One thing seems to be a constant through the many changes Bedell Winery has gone through in recent years — quality wines that are among the region’s best.
On a recent visit that sleek, modern tasting room I tasted a bit of the winery's past — nine different reds from the 1993, 1994 and 1995 — and the winery's present, meaning current and new releases.
Out of the two dozen wines I tasted, there wasn’t a single wine that I’d call a clunker. Yes, some of the library wines are clearly past peak, and some of the current releases aren’t good matches to my palate stylistcally (aka barrel-fermented chardonnay and reds showing too much new oak). But none of these wines will make you head for the hills.
Today, we'll focus on the older wines, many of which seemed much younger than they are. The merlots in particular seems to be aging gracefully, taking on beautiful secondary flavors that are earthy and minerally. The 1995s in particuarlly really stood out, which is that surprising.
Before there were the celebrated vintages of 2001, 2005 and 2007, there was 1995 the best vintage ever for Long Island wine to that point.
As I tasted them, I found it hard believe that I was a junior in college when these wines were harvested. That just seems like a lifetime ago, and these wines were still lively. You already know that I don't do full reviews and scores based on at-winery tastings, but here are my notes on three reds from 1995.

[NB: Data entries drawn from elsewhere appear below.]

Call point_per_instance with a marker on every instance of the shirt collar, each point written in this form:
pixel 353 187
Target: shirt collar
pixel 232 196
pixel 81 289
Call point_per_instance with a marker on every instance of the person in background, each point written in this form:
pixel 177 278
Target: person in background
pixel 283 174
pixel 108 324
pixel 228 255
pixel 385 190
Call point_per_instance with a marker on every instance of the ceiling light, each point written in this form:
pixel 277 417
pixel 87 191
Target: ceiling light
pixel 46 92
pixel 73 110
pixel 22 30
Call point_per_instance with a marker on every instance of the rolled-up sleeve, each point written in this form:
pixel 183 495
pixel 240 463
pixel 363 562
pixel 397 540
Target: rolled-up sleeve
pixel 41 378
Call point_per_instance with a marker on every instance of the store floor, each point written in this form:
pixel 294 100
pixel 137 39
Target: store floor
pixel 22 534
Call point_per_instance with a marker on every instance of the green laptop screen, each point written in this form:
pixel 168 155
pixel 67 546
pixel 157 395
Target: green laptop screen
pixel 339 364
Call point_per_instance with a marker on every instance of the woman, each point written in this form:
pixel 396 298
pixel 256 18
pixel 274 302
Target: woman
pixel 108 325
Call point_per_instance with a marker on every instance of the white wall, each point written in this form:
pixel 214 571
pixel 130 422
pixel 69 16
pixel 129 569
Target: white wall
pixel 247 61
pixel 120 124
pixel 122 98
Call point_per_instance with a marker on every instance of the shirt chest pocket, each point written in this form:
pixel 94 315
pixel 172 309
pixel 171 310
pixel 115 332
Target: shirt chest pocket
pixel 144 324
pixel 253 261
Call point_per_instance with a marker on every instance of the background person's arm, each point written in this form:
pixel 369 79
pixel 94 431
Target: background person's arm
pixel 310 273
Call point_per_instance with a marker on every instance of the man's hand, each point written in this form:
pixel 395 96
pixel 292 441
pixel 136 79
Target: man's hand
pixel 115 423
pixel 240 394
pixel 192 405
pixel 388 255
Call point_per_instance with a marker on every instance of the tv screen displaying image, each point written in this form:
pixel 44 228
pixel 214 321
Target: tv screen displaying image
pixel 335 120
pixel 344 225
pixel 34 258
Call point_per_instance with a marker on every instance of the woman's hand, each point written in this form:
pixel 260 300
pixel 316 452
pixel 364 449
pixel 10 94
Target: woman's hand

The Bedell Cellars 1995 Cabernet Sauvignon ($N/A) is still showing lots of dark, ripe blackberry with sprinklings of black pepper and spice. Mouth-filling with a long, extremely earthy finish, this wine still has enough structure to last another few years. I wrote the word “wow” three separate times in my notes.
I also scribbled “wow” multiples as I tasted the Bedell Cellars 1995 Merlot Reserve ($N/A) a wine that really shows the cellar-worthiness of Long Island merlot with its dense plum, black cherry and black raspberry fruit character with layers of leather, minerally graphite and spice. Here's proof that Long Island merlot can age gracefully —improving rather than just surviving.
Bedell Cellars 1995 Cupola ($N/A) a blend of cabernet and merlot, is that last "wow" wine from the tasting. Tasted blind, I challenge you to guess that this wine is 13 years old. The nose brings a basket filled with berries — black and red ones — with a pretty floral quality. That fruit tastes almost sweet on the palate, and while the tannins have faded some, there is still acidity to provide structure.
It's not easy to get your hands on these wines, but if you can, I can't recommend it enough.
Sometime soon, I'll post about some of the current releases that impressed, including a couple 2007 merlots that are going to surprise a few people. One just might be a new benchmark for Long Island merlot.
Note: This actually wasn't the first time that I had tasted some older Bedell wines. Way back in 2004 when my blog was just a few months old, I tasted 17 years of merlot with Kip Bedell.